Validating the efficiency of γ-Al2O3/La0.6Sr0.4Co0.2Fe0.8O3-δ double-layer electrolyte for low temperature solid oxide fuel cell

Perovskite La 0.6 Sr 0.4 Co 0.2 Fe 0.8 O 3+δ (LSCF) as a promising cathode material possessed overwhelming electronic conduction along with certain ionic conductivity. Its strong electron conduction capability hinder the application of pure-phase LSCF as electrolyte in semiconductor membrane fuel cell (SMFC). In order to constrain the electron transport and take advantage of the decent ion conduction of LSCF, a thin layer of γ-Al 2 O 3 with insulating property was added as an electron barrier layer and combine with LSCF to form a two-layer structure electrolyte. Through adjusting the weight ratio of LSCF/γ-Al 2 O 3 to optimize the thickness of double layers, an open circuit voltage of 0.98 V and a maximum power density of 690 mW/cm 2 was received at 550 °C. At the same time, SEM, EIS and other characterization technology had proven that the LSCF/γ-Al 2 O 3 bi-layer electrolyte can work efficiently at low temperature.

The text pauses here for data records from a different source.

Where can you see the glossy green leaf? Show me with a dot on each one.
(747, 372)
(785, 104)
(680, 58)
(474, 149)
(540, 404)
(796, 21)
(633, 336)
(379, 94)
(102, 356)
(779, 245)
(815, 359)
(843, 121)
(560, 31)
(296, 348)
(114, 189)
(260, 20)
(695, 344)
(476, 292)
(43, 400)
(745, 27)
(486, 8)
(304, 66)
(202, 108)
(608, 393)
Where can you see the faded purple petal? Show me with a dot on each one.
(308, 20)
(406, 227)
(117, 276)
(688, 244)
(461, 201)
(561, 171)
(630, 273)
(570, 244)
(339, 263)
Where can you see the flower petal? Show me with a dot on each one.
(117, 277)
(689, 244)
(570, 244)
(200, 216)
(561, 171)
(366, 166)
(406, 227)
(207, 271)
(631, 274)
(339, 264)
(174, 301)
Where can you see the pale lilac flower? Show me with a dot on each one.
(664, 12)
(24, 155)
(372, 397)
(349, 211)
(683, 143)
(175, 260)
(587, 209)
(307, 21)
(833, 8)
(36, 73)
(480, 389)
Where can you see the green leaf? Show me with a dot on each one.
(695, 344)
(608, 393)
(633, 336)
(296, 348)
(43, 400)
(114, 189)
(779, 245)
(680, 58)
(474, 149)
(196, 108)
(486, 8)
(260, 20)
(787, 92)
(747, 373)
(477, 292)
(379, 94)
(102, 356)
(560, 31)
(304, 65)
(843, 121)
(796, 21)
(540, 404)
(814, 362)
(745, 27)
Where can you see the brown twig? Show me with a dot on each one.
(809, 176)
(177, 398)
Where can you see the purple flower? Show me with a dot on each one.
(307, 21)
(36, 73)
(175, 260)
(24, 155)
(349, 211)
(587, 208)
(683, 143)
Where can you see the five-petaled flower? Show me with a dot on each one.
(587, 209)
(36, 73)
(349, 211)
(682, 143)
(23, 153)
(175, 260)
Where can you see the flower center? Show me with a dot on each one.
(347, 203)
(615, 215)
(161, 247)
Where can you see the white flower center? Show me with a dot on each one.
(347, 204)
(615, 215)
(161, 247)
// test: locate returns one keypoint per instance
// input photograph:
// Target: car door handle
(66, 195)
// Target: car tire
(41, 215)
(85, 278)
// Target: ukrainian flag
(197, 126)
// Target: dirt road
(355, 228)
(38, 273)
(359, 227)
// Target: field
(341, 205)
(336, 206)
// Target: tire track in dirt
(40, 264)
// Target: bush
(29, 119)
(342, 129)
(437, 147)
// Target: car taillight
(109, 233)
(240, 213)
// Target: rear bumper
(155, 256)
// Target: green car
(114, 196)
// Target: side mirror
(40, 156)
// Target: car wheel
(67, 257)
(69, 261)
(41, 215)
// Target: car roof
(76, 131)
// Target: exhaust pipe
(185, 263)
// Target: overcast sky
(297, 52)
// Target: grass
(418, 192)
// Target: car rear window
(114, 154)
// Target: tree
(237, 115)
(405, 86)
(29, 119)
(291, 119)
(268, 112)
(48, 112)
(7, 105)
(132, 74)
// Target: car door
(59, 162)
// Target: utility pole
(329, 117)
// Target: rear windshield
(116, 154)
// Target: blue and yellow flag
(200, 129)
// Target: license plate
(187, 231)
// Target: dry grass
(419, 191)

The advantage of this work is the application of double-layer (γ-Al 2 O 3 /LSCF) structure electrolyte to instead of mixed material electrolyte in low-temperature solid oxide fuel cells. Structural innovation and the using of insulating materials provided clues for the further development of SMFC. • This work proposes new bi-layer electrolyte in low-temperature solid oxide fuel cell. • Wide band gap oxide γ-Al 2 O 3 is used as an electron barrier layer. • The short-circuit phenomenon of LSCF as an electrolyte in low-temperature solid oxide fuel cells has been improved. • The device avoids high temperature sintering and can still obtain good performance. • The lower operating temperature eliminates the thermal matching between the bi-layer electrolyte.